Donors, especially major and planned gift donors, can seem like family at times. We can get to know them fairly well over the course of cultivating them and stewarding their gifts, and so the familiarity the closeness generates can seem, to some, a license to talk about or send along any information that strikes their fancy. So it is with issues not directly related to the charitable cause you represent or the one your donor is supporting. You might, for example, get an opinion about the outcome of a sports event or the latest gossip about a celebrity, which, when donors know you’re also interested, can be an aspect of building and maintaining a relationship. But sometimes, when the topic is divisive, it can cause a strain.

My first suggestion is to do nothing. Ignore it. He may just want to share things with you, controversial as they may be, and then just forget that he sent anything, or, at least, it may be that he’s not expecting you to get back to him. But I suspect that’s not where things stand right now. I sense he’s letting you know that he’d like a reaction, some form of a response, and this puts you in an awkward situation, one that silence won’t fix.

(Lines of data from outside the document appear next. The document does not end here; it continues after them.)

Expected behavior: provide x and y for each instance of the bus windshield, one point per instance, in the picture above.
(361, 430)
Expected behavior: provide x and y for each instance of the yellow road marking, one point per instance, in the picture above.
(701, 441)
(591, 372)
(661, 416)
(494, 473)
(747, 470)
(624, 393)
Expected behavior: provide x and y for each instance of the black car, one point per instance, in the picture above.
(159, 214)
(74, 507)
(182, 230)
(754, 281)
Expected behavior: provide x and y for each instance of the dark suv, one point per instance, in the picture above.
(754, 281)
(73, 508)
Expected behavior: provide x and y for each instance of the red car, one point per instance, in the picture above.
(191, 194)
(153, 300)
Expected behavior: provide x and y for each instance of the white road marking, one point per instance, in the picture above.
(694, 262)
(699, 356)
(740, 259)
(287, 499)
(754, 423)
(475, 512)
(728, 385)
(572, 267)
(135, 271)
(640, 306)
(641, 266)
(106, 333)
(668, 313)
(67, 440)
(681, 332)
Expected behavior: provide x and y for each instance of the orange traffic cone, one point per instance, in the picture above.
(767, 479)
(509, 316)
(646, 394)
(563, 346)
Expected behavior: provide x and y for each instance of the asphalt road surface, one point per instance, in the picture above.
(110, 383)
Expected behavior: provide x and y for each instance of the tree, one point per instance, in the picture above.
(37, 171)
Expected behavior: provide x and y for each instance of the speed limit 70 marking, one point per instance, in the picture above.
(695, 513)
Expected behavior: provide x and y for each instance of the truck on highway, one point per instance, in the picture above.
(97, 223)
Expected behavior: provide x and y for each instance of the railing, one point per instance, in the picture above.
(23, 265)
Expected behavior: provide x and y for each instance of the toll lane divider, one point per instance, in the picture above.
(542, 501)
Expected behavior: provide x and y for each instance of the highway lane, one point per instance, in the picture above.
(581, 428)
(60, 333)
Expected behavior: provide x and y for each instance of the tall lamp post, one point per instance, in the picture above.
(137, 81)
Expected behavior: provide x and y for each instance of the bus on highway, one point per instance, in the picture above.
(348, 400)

The second suggestion, then, is to remind him that, as a planned giving officer, you don’t have an official stance, that your organization is not involved with the political sentiments that have emerged relating to the divisions that have been created on the question of whether a state or federal government has the right to impose restrictions or requirements relating to vaccines. Your donor is vaccinated against Covid, and so it may be that he believes, as many do, that the question should be resolved on a personal level and not the result of a mandate. It may seem counterintuitive, but it’s not, and many vaccinated people do feel this way. (The question gets broader, I know when we take into account that the personal-decision aspect here actually does affect others, but we should stay on point: how you should respond to what he is sending you.)

You see where this is going, and it should come as no surprise that you are best advised not to try to debunk the material he sends along. Certainly, you don’t have a responsibility on the point. It’s not that you don’t or should not have an opinion on the topic — any sentient human on the planet does — but your role as a planned giving officer should not have to collide with controversies that are separate from your organization’s mission.

Which is not to say that you can’t, if the first two steps — silence and staying in your lane — don’t do the trick, respond at all. If he follows up and if your duty as a person with good manners compels, as it well might, you can explain your views on this most important public policy matter in good conscience. The key, however, once the conversation gets going, is to honor him as an individual and, if you disagree with his views, to respect them. A basic tenet of ethical behavior, in fact, is respect. Ethics has never been about getting everyone to agree (a fool’s errand); instead, it’s about, among many other things, acknowledging disagreement all the while respecting another person’s point of view. And that comes as a result of understanding that we sometimes adhere to different values. Where personal freedom meets civic obligation is a line, as we’ve learned so well these past couple of years, is a place as yet unagreed upon.

As for Anthony Fauci, I don’t think I’m going out on a limb here when I point out that he is an accomplished scientist who has served this country honorably for over a half-century. We should be welcome to disagree with him, but we should never feel welcome to treat him with disrespect.